Tinkering with the Constitution by way of amendments offers no meaningful solution. A brand new constitution is the only way forward! “Worldwide, constitutional setups are in a state of flux. As states across the Middle East, Africa and Asia look for successor arrangements to dictatorship, minority rule or anarchy, the pressure on new constitutions to provide a stability that can be hard-wired into the foundations of the state is immense” (The Gazette 2012).

As a national document, the constitution of a democratic society must settle public power in a manner that avoids concentrating authority in any one segment of a political system. In no small way, the Constitution comprehensively failed this basic test. Notwithstanding theoretical delineations between the traditional arms of a democratic polity, and the Constitution’s self-serving claim of separating power, the reality is completely different. Not only are the Legislative and Judicial branches accorded inferior status in the Constitution by making both ultimately answerable to the Executive, critical independent agencies necessary to the proper functioning of a democratic society are all similarly degraded by sourcing the exclusive appointing and removal authority in the President.

In a nutshell, meaningful national power is entirely concentrated in the Presidency. In the most benign hands, such concentration of public power can only erode the freedoms essential to creating and nurturing a democratic society. Additionally, there are express contradictions between key Constitutional provisions, as well as considerable fluff in need of pruning from such a vital document. There is therefore a compelling need to retreat from the brazen amalgamation of public power in one branch of government, and this by the supreme law. Public power must be sensibly demarcated, and properly shared between fully independent and internally self-governing branches of government. A new constitution must create efficacious independent agencies, and it must be internally coherent, much shorter, democratically robust, and rule of law compliant.

In our context, it is an absolute nonsense to talk about framers in terms of this Constitution.

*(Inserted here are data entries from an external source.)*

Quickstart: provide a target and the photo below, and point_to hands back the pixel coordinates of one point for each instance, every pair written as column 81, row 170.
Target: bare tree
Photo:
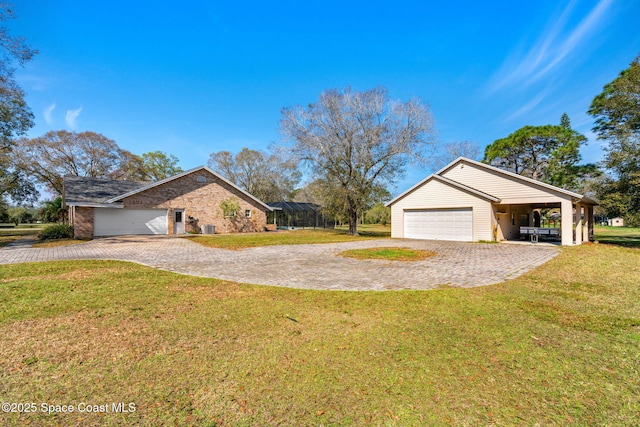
column 15, row 115
column 61, row 153
column 269, row 177
column 357, row 141
column 452, row 150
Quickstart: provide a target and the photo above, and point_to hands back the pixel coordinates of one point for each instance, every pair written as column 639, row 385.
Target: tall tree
column 61, row 153
column 158, row 165
column 15, row 115
column 450, row 151
column 269, row 177
column 617, row 114
column 549, row 153
column 356, row 141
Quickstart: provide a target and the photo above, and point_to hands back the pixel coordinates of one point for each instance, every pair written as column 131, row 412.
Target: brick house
column 187, row 202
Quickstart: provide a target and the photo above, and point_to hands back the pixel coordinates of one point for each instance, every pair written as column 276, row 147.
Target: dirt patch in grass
column 388, row 253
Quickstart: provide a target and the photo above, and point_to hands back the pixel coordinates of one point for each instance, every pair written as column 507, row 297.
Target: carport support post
column 578, row 224
column 588, row 218
column 566, row 209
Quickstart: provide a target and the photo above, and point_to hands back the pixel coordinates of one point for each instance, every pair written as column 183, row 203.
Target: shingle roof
column 80, row 190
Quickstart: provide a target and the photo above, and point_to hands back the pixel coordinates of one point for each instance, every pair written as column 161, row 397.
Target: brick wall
column 83, row 222
column 201, row 200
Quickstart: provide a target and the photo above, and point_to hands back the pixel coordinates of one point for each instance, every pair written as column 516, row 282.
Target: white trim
column 510, row 174
column 180, row 175
column 449, row 182
column 96, row 205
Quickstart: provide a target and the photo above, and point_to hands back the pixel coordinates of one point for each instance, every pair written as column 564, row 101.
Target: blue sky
column 193, row 77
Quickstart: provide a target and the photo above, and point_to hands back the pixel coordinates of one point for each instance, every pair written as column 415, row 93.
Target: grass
column 557, row 346
column 389, row 254
column 57, row 242
column 623, row 236
column 287, row 237
column 9, row 233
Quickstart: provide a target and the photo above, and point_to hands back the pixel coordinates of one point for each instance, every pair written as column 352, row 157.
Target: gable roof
column 83, row 190
column 148, row 186
column 525, row 180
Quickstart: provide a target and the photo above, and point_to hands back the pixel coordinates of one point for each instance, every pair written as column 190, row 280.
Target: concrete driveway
column 314, row 266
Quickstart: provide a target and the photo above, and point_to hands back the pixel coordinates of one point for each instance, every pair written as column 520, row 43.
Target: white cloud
column 47, row 114
column 551, row 49
column 72, row 115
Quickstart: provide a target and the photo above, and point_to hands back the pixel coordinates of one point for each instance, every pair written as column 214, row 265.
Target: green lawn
column 624, row 236
column 289, row 237
column 557, row 346
column 389, row 254
column 9, row 233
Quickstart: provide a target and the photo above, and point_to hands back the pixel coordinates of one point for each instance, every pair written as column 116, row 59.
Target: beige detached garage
column 188, row 202
column 470, row 201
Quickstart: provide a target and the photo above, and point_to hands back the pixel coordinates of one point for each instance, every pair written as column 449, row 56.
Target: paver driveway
column 315, row 266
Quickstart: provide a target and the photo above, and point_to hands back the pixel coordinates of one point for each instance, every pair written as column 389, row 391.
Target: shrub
column 56, row 231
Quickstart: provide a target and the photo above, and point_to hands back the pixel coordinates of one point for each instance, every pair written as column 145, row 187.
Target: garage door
column 117, row 222
column 439, row 224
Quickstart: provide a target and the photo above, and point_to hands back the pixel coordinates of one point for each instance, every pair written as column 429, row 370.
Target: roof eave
column 185, row 173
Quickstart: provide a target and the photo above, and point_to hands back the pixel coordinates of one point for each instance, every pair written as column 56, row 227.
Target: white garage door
column 118, row 222
column 439, row 224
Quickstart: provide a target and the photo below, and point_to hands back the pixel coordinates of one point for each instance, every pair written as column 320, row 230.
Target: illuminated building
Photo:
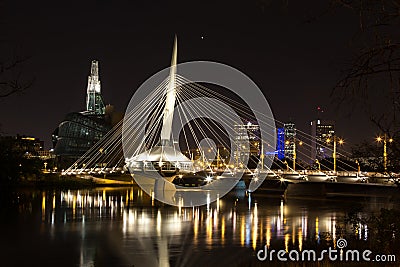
column 321, row 131
column 280, row 144
column 79, row 131
column 290, row 139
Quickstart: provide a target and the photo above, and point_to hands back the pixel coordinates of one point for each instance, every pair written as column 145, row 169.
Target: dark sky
column 295, row 63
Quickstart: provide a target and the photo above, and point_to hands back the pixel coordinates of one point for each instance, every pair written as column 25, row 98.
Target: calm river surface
column 125, row 227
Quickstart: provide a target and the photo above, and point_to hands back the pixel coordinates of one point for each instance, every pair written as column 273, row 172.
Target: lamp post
column 390, row 140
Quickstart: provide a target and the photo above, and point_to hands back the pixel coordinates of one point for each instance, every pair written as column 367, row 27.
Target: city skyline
column 296, row 67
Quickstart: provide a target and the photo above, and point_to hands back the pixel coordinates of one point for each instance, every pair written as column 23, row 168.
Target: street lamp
column 390, row 140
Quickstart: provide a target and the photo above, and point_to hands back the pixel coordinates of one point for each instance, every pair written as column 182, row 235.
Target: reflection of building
column 290, row 139
column 246, row 135
column 321, row 130
column 79, row 131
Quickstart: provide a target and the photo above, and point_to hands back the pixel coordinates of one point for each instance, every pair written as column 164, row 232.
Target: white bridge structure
column 150, row 152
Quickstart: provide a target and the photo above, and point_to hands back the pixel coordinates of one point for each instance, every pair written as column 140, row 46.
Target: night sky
column 296, row 63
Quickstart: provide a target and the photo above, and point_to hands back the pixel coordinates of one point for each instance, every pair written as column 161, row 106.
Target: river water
column 126, row 227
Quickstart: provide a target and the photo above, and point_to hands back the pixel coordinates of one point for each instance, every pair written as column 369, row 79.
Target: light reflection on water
column 128, row 227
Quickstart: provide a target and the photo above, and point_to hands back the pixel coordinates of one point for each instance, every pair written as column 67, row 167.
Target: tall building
column 94, row 99
column 321, row 131
column 290, row 139
column 79, row 131
column 280, row 143
column 23, row 145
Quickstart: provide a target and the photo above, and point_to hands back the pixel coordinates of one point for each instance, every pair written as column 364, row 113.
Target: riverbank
column 55, row 180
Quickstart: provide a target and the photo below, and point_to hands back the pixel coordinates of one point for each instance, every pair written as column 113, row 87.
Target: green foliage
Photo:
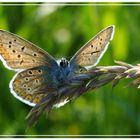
column 61, row 31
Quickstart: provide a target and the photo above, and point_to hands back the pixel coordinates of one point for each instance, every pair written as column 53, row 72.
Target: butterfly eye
column 61, row 63
column 81, row 70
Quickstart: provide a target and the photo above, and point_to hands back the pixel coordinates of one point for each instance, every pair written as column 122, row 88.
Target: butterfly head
column 64, row 63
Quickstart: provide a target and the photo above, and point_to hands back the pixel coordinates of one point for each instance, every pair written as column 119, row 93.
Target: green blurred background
column 61, row 30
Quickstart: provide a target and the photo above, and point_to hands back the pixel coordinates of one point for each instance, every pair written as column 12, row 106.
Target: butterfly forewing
column 17, row 53
column 91, row 52
column 31, row 85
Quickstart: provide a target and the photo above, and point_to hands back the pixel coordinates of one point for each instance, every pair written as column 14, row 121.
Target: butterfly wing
column 92, row 51
column 17, row 53
column 31, row 85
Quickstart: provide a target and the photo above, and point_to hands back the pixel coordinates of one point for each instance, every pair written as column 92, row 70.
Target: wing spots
column 21, row 62
column 22, row 49
column 18, row 56
column 28, row 89
column 37, row 99
column 23, row 94
column 26, row 79
column 94, row 52
column 24, row 86
column 30, row 72
column 35, row 54
column 39, row 71
column 29, row 97
column 10, row 42
column 13, row 51
column 36, row 81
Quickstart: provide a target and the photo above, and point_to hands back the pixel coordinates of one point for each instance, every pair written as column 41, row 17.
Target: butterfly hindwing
column 17, row 53
column 92, row 51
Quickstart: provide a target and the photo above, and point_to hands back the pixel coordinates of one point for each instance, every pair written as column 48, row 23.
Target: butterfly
column 39, row 76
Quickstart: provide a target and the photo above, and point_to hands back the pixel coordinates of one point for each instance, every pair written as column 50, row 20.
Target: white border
column 71, row 4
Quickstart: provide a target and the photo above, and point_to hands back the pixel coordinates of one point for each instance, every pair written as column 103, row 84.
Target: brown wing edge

It has no grand structure, no overarching philosophy running through its letter or spirit. What the Constitution does, and this in spectacular fashion, is concentrate power in the puppeteer of the day, the grandmaster and totalitarian political midwife who was present at the critical juncture of its creation. As he was interested, had absolute power, and wielded the veto, the resulting product was way short of the minimum standards a document like a national constitution must acquire to pass the requisite test of balance and neutrality, a document, so to speak, that can serve as a fitting legacy for posterity.

Unsurprisingly, what resulted is a document with immense potential for violence against the citizen, and of stalemate and paralysis in public life. A crisis, any crisis in governance is therefore only solvable via the agency of raw power, not through the more sublime avenues of political and legal negotiation in a public environment equally responsive to the legitimate needs of all its members. Undoubtedly, The Gambia’s “…successor arrangements to dictatorship…” is yet to materialise. Its current Constitution cements dictatorship spectacularly!

And so I concur wholly with Foday Samateh, the eminent essayist and literary scholar that what The Gambia needs is nothing short of a new framework document, a constitution that can serve as a reliable handmaiden of democratic governance for centuries to come.

The Gambia must move away from the prescriptive form of constitutional engineering, a task achievable only through shedding the excess fat in the Constitution. We must create a constitution grounded in “principles rather that specifics”, and this “to avoid binding the future with a code of precise instructions” for precision, undoubtedly, “is the enemy of permanence. Detailed rules, which necessarily reflect the limited vision of any age, become obsolete as circumstances change”. There are universal values The Gambia’s new constitution must protect.

And Gambia must prepare great judges able to grapple with the rigorous intellectual challenges endemic in the philosophical fabric of constitutionalism and the rule of law.
On treason, there is no chance in law and sovereign doctrine. The Constitution deserves flushing!